Regardless of the physical medium (SSD vs spinning disk) data is read in pages, in much the same way data from main memory is read to the CPU caches in chunks (called cache lines). Reading from either source byte by byte is extremely slow. Intuitively then, reading adjacent bytes on a disk will be faster. No matter how fast reading the page is, reading one page is always going to be faster than reading two. SSDs make random access faster than compared to a spinning disk (lower latency/seek time) but it can't break the laws of physics and make two seeks the same cost as one.

cmurphycode · on July 26, 2016

Just to clarify, I think you meant to ask why random access is still slower than sequential on ssd.

Writes smaller than the ssd erase size are more expensive per byte because of write amplification. This is not nearly as big of a factor as for disks, but it does seem to matter even on enterprise flash, if you benchmark properly (truly random and enough data so that it cannot be buffered by clever controllers). And as my sibling comment mentioned, the write amplification wastes flash lifetime, too!

On enterprise flash, I've found that random reads top out at the same bandwidth ad sequential reads, but it takes a LOT of parallelism to get there, so sequential reading, if possible, is still nice (let the controller do the parallelism for you!)

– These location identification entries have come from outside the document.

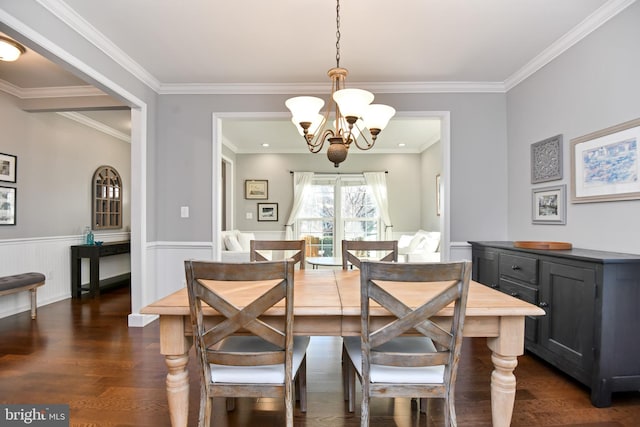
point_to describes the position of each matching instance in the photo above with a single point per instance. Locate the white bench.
(23, 282)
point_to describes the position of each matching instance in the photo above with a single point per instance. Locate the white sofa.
(235, 246)
(423, 246)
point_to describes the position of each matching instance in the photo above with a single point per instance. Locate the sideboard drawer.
(519, 291)
(520, 268)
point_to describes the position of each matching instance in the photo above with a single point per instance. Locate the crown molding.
(101, 127)
(310, 88)
(67, 15)
(76, 22)
(582, 30)
(49, 92)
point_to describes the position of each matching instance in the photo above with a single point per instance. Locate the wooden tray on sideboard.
(542, 245)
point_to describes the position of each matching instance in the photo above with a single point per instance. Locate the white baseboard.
(136, 320)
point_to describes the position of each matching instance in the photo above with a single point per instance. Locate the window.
(107, 198)
(337, 208)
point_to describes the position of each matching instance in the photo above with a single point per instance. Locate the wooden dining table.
(327, 303)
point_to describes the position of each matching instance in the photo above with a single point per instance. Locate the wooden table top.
(337, 293)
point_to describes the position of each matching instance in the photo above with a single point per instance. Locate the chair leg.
(364, 407)
(345, 364)
(204, 419)
(34, 302)
(301, 390)
(351, 385)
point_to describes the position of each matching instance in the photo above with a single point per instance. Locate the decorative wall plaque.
(546, 160)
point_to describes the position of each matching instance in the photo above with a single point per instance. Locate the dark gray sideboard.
(591, 329)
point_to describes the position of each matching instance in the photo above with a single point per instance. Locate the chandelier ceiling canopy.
(349, 116)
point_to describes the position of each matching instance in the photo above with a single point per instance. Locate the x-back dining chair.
(265, 359)
(391, 363)
(354, 250)
(294, 249)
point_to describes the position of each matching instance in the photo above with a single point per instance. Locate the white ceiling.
(286, 46)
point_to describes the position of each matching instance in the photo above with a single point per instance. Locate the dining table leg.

russell_sears · on July 26, 2016

There are two effects at play. If you're reading a multiple of a flash page at a time, then you can get random bandwidth to match sequential. Under the hood, decent SSDs actually round robin sequential reads across all of the underlying hardware, so they can run as fast as whatever their bottleneck resource is. The bottleneck could be error correction, the SATA link, or the channels (copper traces) between the NAND and the controller, for example. Random reads with enough parallelism give the SSD enough scheduling freedom to have the same throughput as sequential.

The second effect comes from the fact that application data is rarely exactly the same size as a flash page. If you group all the related data on one page, then you don't waste time transferring bits you won't look at. B-Trees sort of do this, but they leave holes in pages so they can support efficient inserts (a good SSD or database will compress the holes, but that doesn't help random reads much, since it's still going to transfer entire flash pages to the SSD controller).

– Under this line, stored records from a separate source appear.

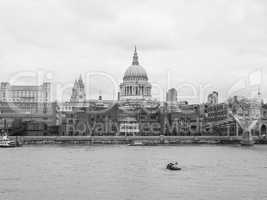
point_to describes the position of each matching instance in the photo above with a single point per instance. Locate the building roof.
(135, 71)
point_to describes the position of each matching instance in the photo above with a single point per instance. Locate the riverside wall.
(146, 140)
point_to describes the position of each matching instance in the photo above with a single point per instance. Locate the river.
(133, 173)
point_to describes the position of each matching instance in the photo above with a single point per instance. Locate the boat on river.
(6, 142)
(173, 166)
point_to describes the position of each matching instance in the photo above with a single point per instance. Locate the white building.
(135, 84)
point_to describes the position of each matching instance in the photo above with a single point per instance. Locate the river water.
(126, 173)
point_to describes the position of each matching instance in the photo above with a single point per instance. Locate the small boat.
(247, 142)
(6, 142)
(136, 143)
(173, 166)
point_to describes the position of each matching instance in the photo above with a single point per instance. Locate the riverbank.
(144, 140)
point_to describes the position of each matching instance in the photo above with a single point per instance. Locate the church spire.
(135, 57)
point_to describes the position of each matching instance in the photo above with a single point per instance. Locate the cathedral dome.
(135, 71)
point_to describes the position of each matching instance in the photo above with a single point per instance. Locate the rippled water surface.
(124, 172)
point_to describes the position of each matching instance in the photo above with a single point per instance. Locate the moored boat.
(6, 142)
(136, 143)
(173, 166)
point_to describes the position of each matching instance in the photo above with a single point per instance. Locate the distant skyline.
(209, 44)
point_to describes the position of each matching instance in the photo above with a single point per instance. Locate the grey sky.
(214, 44)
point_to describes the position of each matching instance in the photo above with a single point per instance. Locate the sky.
(195, 46)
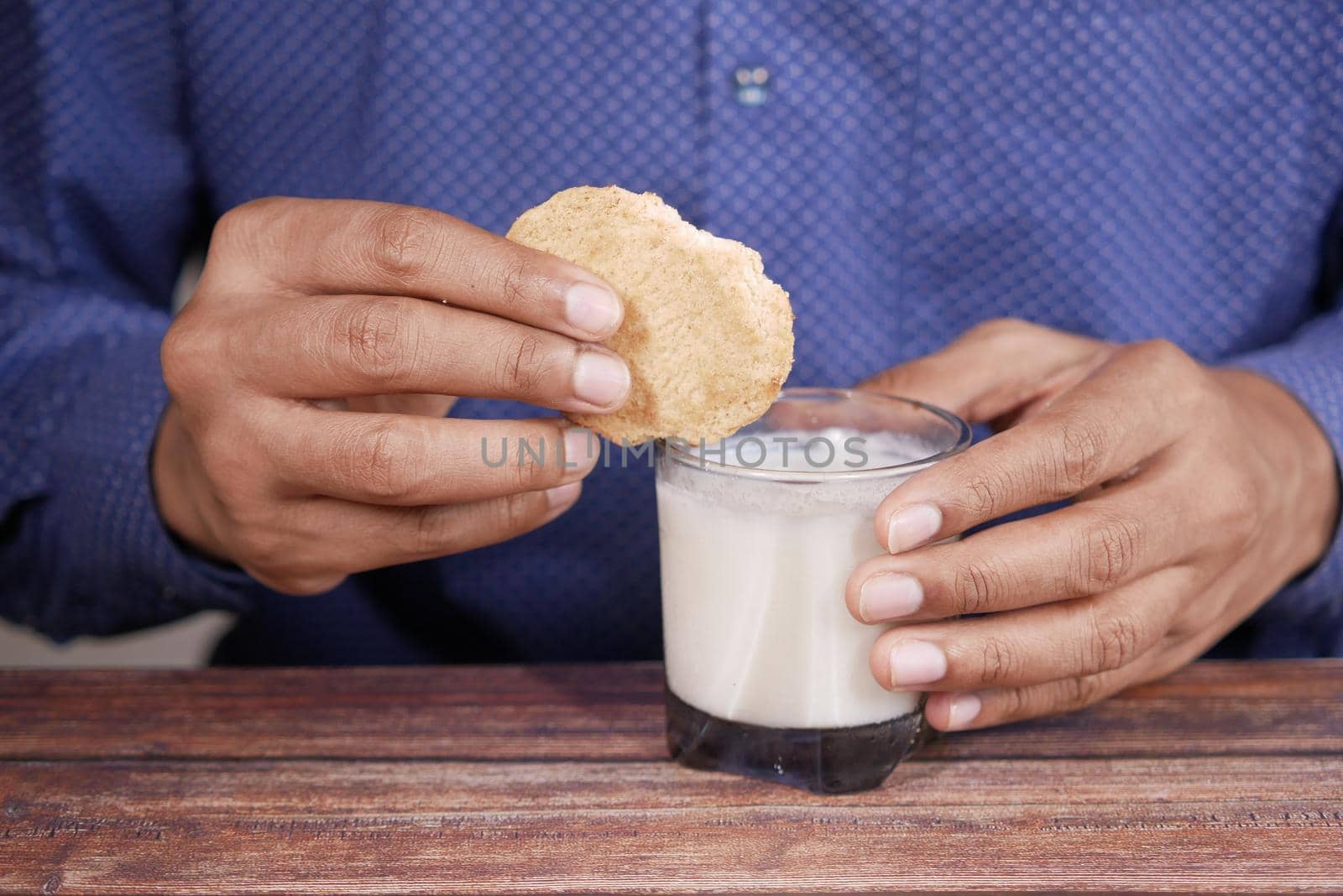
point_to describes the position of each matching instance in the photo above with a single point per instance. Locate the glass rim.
(964, 438)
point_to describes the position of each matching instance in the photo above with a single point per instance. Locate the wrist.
(172, 490)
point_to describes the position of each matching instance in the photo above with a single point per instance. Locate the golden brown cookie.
(707, 334)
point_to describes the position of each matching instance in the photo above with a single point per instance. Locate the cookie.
(707, 334)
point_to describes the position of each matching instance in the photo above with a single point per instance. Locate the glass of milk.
(767, 672)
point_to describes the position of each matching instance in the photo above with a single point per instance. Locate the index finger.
(380, 248)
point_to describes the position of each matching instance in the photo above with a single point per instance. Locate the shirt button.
(751, 85)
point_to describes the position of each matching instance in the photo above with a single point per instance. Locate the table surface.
(555, 779)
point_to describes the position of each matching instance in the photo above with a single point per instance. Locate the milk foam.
(754, 569)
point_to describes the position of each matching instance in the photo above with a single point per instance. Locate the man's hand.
(1197, 492)
(312, 369)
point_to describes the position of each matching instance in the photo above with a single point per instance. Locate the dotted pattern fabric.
(1119, 168)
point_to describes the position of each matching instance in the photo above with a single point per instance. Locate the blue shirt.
(1118, 168)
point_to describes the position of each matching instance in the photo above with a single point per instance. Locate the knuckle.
(517, 511)
(434, 533)
(1239, 510)
(375, 337)
(259, 546)
(982, 492)
(532, 464)
(977, 586)
(241, 224)
(1000, 663)
(402, 242)
(1116, 640)
(1014, 703)
(1108, 553)
(186, 356)
(380, 464)
(514, 280)
(1080, 691)
(1081, 452)
(517, 369)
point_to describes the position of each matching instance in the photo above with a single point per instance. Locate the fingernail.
(601, 378)
(888, 597)
(562, 495)
(593, 309)
(577, 450)
(917, 663)
(912, 528)
(964, 710)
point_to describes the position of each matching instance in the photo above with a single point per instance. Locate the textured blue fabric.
(1119, 168)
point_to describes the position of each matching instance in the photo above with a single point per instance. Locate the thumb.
(994, 369)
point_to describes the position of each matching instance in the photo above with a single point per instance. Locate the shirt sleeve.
(1311, 367)
(96, 206)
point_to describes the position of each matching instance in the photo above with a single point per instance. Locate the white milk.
(755, 625)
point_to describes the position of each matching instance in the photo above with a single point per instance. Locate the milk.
(754, 569)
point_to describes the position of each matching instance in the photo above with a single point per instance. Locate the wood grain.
(552, 779)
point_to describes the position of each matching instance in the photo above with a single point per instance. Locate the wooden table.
(552, 779)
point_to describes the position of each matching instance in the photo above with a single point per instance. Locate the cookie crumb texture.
(707, 334)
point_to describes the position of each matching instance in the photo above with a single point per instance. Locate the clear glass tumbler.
(767, 672)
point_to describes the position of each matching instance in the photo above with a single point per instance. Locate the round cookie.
(707, 334)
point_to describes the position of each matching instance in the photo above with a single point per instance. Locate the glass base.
(817, 759)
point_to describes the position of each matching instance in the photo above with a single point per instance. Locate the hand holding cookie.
(311, 372)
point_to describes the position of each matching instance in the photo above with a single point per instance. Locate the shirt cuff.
(1313, 373)
(118, 566)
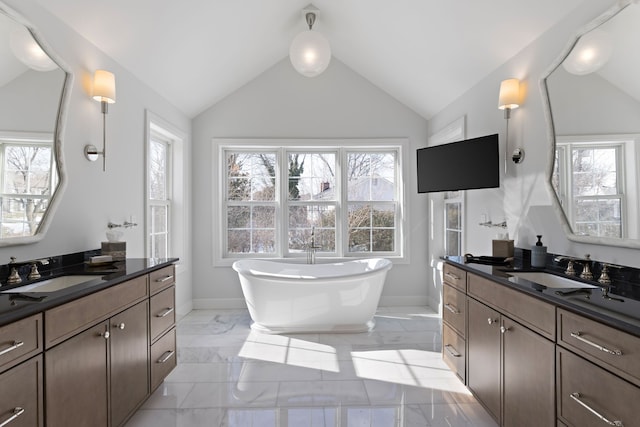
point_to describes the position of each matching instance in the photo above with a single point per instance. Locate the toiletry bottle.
(538, 254)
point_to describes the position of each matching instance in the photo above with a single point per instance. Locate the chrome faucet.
(311, 247)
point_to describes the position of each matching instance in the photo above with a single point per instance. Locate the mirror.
(592, 106)
(33, 94)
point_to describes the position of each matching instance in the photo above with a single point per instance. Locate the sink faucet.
(311, 247)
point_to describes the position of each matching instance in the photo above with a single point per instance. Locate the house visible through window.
(28, 179)
(276, 199)
(589, 180)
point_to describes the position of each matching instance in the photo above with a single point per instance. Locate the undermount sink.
(55, 284)
(550, 280)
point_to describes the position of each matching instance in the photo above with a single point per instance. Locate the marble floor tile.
(231, 376)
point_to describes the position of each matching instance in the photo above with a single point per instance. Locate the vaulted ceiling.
(424, 53)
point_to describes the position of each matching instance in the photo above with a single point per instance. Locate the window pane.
(251, 176)
(157, 170)
(311, 176)
(371, 176)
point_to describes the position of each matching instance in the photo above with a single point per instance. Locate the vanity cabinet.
(21, 402)
(454, 318)
(511, 360)
(162, 322)
(99, 376)
(600, 368)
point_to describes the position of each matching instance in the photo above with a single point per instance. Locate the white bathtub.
(299, 298)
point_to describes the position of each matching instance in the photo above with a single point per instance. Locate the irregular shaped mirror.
(593, 111)
(33, 89)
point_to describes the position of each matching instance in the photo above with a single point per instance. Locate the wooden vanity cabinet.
(454, 319)
(21, 385)
(162, 320)
(511, 365)
(99, 376)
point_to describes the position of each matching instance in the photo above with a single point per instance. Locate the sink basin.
(55, 284)
(550, 280)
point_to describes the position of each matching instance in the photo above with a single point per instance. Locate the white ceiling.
(425, 53)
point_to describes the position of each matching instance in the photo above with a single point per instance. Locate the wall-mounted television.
(463, 165)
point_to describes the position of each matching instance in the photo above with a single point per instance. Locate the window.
(589, 180)
(275, 199)
(166, 190)
(28, 179)
(453, 220)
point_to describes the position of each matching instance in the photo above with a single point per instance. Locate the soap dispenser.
(538, 254)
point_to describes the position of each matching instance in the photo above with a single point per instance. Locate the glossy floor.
(228, 375)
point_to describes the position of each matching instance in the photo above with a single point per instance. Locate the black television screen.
(463, 165)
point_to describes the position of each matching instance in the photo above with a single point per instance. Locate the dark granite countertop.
(15, 306)
(619, 307)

LSM-Trees push things a bit further, since new data ends up being grouped on higher levels of the tree. When I was benchmarking bLSM's predecessor, I worked out the expected throughput on the back of an envelope while I was waiting for results. It did much better than expected, since the benchmark heavily favored recently created data! YMMV, of course.

cmrdporcupine · on July 26, 2016

Oops yeah thanks I meant to write the opposite, edited.

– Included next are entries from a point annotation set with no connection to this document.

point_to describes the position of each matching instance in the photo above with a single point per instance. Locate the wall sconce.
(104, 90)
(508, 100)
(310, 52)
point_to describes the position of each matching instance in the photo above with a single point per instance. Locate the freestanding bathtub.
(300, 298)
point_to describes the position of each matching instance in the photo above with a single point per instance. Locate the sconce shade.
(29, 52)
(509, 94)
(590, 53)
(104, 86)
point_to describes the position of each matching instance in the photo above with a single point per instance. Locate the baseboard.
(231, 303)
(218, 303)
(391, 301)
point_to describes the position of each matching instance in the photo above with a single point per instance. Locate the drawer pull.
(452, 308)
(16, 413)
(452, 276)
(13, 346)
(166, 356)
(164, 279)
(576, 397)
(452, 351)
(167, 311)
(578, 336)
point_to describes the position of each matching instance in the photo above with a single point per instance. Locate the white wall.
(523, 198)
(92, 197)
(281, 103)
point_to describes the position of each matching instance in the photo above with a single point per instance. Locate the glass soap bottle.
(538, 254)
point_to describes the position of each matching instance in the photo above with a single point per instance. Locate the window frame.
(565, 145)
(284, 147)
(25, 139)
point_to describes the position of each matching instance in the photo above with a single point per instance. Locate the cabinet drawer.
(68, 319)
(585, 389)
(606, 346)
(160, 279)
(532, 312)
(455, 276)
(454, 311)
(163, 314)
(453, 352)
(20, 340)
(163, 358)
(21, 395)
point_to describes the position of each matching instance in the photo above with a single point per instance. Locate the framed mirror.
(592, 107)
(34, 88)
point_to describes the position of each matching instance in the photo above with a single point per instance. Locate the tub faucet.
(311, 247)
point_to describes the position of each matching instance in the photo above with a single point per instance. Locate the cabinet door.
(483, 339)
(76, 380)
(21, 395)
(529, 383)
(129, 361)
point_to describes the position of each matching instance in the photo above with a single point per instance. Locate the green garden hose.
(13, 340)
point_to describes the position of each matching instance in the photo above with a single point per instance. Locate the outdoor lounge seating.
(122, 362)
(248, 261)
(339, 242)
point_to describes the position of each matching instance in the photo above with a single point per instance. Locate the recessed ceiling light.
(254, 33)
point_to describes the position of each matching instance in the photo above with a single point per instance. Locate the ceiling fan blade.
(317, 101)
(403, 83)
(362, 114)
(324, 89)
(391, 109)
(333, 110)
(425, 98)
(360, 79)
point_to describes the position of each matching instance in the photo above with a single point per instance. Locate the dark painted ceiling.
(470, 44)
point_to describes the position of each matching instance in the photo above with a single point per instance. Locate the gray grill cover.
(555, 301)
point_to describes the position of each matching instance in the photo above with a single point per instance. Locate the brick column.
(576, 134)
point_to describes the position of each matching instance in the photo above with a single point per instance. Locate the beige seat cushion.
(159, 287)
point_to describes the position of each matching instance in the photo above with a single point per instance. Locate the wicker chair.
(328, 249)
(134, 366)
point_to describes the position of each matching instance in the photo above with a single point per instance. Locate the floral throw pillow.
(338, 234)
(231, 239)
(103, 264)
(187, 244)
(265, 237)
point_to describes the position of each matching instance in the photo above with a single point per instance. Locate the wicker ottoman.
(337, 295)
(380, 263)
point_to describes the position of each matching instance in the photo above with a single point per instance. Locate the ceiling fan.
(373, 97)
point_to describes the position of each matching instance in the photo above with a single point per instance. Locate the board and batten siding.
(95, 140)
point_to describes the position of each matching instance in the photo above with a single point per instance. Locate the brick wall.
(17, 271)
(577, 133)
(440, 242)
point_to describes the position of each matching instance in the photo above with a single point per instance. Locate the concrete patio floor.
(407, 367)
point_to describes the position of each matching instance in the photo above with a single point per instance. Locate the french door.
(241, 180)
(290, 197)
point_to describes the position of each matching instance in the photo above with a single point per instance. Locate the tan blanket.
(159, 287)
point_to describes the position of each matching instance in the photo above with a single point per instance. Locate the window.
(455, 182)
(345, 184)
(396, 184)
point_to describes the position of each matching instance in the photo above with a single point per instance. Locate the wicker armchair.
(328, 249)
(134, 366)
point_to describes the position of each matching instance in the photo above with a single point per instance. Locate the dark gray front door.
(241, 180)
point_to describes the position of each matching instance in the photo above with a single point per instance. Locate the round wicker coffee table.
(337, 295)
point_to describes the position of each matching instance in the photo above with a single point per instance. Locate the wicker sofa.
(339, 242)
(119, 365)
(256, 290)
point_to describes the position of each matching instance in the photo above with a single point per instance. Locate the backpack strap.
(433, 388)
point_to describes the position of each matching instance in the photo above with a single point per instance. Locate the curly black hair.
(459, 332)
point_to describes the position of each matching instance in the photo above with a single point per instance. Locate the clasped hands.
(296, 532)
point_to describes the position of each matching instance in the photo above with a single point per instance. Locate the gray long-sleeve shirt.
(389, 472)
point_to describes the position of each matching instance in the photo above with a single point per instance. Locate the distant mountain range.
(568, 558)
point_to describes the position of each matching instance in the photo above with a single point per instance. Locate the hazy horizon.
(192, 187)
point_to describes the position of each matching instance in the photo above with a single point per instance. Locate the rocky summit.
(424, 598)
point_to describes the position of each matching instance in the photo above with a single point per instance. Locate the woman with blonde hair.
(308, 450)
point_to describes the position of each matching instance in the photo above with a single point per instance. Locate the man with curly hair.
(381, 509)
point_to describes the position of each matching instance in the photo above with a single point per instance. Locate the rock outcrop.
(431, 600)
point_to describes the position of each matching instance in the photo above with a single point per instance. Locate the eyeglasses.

Guvante · on July 26, 2016

SSD's write at the page level. If you are flipping bits in a page it has to read the page, update the bits you asked it to update and then write that page somewhere else (for wear leveling purposes).

Thus the cost to do a write that doesn't completely replace the page is a per page cost, not a per byte cost. Thus if you have very small writes you are going to get terrible performance. By extension this also leads to write amplification from a wear perspective.

cmrdporcupine · on July 26, 2016

Thanks, makes sense. Though there isn't the cost of seek time associated with magnetic media, there is the cost of rewriting the whole page.